Ingredients
The following ingredients have 4 Servings
- 10 cups cubed (3/4-inch) French or challah bread
- 8 eggs
- 2 cups (1 pint) half-and-half
- 1/2 cup milk
- 1/3 cup packed light brown sugar
- 1 1/2 teaspoons vanilla
- 1/2 teaspoon ground cinnamon
- 8 tablespoons butter, softened
- 3 apples, peeled and coarsely chopped (3/4-inch pieces)
- 1 cup packed light brown sugar
- 1 teaspoon ground cinnamon
- 1 cup coarsely chopped pecans
- Powdered Sugar, Maple syrup or salted caramel topping, if desired
Instruction
- Heat oven to 300°F. On large cookie sheet, spread bread cubes. Bake 20 to 30 minutes or until dry.
- Line sides of 4- to 5-quart slow cooker with foil that has been folded into thirds; spray with cooking spray. (See tip.)
- In large bowl, beat remaining French Toast ingredients. Fold in bread cubes to coat. Let stand 15 minutes, folding occasionally.

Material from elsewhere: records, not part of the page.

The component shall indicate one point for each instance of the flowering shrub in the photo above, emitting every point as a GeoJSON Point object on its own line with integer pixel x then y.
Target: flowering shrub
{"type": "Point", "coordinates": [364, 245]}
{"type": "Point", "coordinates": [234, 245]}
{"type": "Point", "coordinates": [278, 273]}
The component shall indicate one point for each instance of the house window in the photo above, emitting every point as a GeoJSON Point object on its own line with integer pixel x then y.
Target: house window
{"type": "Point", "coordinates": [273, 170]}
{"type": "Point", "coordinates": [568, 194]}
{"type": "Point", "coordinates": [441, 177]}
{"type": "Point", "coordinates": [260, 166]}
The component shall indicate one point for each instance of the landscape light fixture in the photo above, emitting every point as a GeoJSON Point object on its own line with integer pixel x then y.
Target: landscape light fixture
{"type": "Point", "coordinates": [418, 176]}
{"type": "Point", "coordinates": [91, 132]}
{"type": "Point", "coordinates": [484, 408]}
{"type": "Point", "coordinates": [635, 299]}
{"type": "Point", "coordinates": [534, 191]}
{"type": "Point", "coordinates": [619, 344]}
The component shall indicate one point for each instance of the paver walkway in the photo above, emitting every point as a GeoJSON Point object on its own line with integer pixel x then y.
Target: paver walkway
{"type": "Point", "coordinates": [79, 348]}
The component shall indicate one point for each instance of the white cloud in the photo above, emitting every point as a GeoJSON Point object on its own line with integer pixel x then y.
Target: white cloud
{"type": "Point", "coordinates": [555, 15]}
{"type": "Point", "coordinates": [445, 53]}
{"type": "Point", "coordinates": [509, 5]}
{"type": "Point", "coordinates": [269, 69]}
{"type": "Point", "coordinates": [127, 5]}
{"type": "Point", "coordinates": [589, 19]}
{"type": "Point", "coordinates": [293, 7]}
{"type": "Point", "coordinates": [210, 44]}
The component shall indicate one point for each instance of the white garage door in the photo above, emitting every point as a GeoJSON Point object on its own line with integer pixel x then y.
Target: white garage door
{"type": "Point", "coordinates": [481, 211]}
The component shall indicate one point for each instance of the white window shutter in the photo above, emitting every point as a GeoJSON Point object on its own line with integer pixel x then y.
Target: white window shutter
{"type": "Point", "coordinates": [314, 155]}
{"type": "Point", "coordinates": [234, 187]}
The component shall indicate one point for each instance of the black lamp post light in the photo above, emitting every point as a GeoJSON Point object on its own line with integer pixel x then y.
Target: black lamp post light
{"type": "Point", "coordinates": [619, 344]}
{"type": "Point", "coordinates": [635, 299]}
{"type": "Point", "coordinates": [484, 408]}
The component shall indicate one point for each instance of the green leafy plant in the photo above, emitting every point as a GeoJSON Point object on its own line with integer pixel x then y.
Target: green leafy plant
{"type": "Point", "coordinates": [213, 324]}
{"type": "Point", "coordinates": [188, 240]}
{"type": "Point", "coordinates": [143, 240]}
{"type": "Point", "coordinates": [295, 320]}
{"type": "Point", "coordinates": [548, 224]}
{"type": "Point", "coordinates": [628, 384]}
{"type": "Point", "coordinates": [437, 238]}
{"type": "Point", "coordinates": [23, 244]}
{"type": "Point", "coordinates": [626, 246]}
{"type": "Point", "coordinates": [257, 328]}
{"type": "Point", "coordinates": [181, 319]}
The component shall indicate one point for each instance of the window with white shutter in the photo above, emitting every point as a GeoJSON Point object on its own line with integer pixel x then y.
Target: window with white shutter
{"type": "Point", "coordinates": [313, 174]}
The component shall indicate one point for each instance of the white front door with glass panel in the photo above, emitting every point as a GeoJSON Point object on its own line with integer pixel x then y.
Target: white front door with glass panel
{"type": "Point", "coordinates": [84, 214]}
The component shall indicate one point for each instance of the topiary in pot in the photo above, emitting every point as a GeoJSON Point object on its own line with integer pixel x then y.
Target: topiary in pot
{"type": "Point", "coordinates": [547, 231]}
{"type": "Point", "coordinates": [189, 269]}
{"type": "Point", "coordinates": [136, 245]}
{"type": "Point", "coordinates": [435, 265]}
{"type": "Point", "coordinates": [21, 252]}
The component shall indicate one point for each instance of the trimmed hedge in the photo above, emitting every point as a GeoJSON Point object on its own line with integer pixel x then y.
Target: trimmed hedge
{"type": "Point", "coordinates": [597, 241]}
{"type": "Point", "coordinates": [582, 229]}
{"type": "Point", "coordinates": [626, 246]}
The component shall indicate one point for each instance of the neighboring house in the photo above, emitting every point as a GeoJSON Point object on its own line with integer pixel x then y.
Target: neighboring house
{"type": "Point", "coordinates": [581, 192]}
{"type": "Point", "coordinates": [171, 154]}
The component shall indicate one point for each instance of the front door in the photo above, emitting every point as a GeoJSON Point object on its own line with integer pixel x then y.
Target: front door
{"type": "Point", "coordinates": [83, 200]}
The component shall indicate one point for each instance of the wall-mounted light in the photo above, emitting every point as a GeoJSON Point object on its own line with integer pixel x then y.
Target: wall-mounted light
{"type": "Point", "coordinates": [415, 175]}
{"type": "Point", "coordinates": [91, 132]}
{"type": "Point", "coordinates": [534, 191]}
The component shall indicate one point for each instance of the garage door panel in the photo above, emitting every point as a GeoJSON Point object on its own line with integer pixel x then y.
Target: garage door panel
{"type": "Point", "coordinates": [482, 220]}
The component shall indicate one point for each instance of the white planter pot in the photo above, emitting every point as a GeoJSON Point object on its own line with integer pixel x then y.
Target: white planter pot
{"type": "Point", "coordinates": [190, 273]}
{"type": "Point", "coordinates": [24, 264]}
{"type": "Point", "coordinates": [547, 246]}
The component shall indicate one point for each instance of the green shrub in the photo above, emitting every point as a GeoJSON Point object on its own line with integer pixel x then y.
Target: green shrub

- In 8-inch skillet, melt 2 tablespoons of the butter. Add apples; cook about 5 minutes, stirring occasionally. Meanwhile, in small bowl, stir together remaining 6 tablespoons butter and remaining Apple-Pecan Filling ingredients until crumbly.
- Spoon half of bread mixture (about 4 cups) into slow cooker. Top with half of the apples. Sprinkle with half of the brown sugar mixture. Repeat layers.
- Cover; cook 2 1/2 to 3 hours on Low heat setting or until temperature reaches 160°F and center is set.
- Remove foil before serving by loosening edges with table knife. Sprinkle with powdered sugar and serve with syrup.